“Perfectly right!” said Mr. De Lorme absently as he slid a paper tube inside a small brass cylinder—and with the utmost care and a touch delicate as a jeweler’s proceeded to cap it. A heavy, thick pad of fluffy thick cotton batting covered the table and he held the cylinder close to it. Mr. De Lorme did not like to take unnecessary risks.
Zip took off his coat and arrayed himself in a tight jumper. He filled several retorts with queer-looking liquids, and fell to work. There was much to be done. The thirteenth was nearly at hand!
The whistles sounded for noon.
Up at Bill’s Ernest was rapidly outlining his part of the plans for the capture of the dynamiters. At the Aviation Field, at Camp Taylor, his little plane was “parked” ready for action. Safe in the Provost Marshal’s office, near a couple burly M.P.’s, Dee, well guarded, was waiting for the next act in his life.
At the L. & N. Station a fast express was drawing in. Among the throngs that hurried from the cars came a young clergyman, a traveling man loaded with sample cases, a couple of enlisted men, and a laborer in his blue overalls.

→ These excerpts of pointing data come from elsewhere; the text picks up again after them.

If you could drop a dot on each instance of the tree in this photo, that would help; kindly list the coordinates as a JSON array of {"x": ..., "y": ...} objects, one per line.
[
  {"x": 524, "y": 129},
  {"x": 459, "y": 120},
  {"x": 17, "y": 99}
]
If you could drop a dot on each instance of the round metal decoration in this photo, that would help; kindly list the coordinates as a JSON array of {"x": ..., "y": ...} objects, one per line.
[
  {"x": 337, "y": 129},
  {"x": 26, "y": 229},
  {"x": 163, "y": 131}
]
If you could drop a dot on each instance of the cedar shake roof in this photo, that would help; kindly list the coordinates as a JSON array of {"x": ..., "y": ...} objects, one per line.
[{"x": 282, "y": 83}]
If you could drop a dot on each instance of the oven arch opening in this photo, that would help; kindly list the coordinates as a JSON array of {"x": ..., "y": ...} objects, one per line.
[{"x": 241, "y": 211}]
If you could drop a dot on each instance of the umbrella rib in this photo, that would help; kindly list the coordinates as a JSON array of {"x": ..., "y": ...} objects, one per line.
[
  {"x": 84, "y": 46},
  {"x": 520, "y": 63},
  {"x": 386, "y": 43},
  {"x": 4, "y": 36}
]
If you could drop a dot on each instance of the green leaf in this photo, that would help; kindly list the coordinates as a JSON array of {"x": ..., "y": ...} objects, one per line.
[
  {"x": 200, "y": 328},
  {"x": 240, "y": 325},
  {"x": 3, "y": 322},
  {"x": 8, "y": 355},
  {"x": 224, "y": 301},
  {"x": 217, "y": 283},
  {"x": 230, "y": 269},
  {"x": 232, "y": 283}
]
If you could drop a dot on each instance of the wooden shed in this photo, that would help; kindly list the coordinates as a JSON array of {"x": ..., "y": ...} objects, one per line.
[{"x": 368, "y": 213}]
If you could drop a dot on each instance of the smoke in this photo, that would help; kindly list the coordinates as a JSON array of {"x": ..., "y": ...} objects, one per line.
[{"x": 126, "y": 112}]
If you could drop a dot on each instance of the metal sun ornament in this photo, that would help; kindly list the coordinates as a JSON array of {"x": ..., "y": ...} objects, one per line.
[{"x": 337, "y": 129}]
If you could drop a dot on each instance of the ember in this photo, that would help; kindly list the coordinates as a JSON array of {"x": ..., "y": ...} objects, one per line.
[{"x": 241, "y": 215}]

These five lost themselves in the crowds and were gone. That they were Secret Service men picked for the difficult task of taking a dangerous gang and breaking up a lot of dynamiters, the crowd with whom they mingled did not guess, nor would they have believed if they had been told.
Up on Confederate Place the usual afternoon began with just a few variations. An understudy took Eddie’s place on the tennis courts. Frank’s father, Mr. Wolfe, drove to his office in Frank’s little flivver, and left at the curb in its stead his own powerful touring car, and Frank was engaged in his pet recreation of “tuning her up.”
Eddie and Ernest, taking a trolley, were well on their way to Camp where they expected to await developments at the Aviation Field.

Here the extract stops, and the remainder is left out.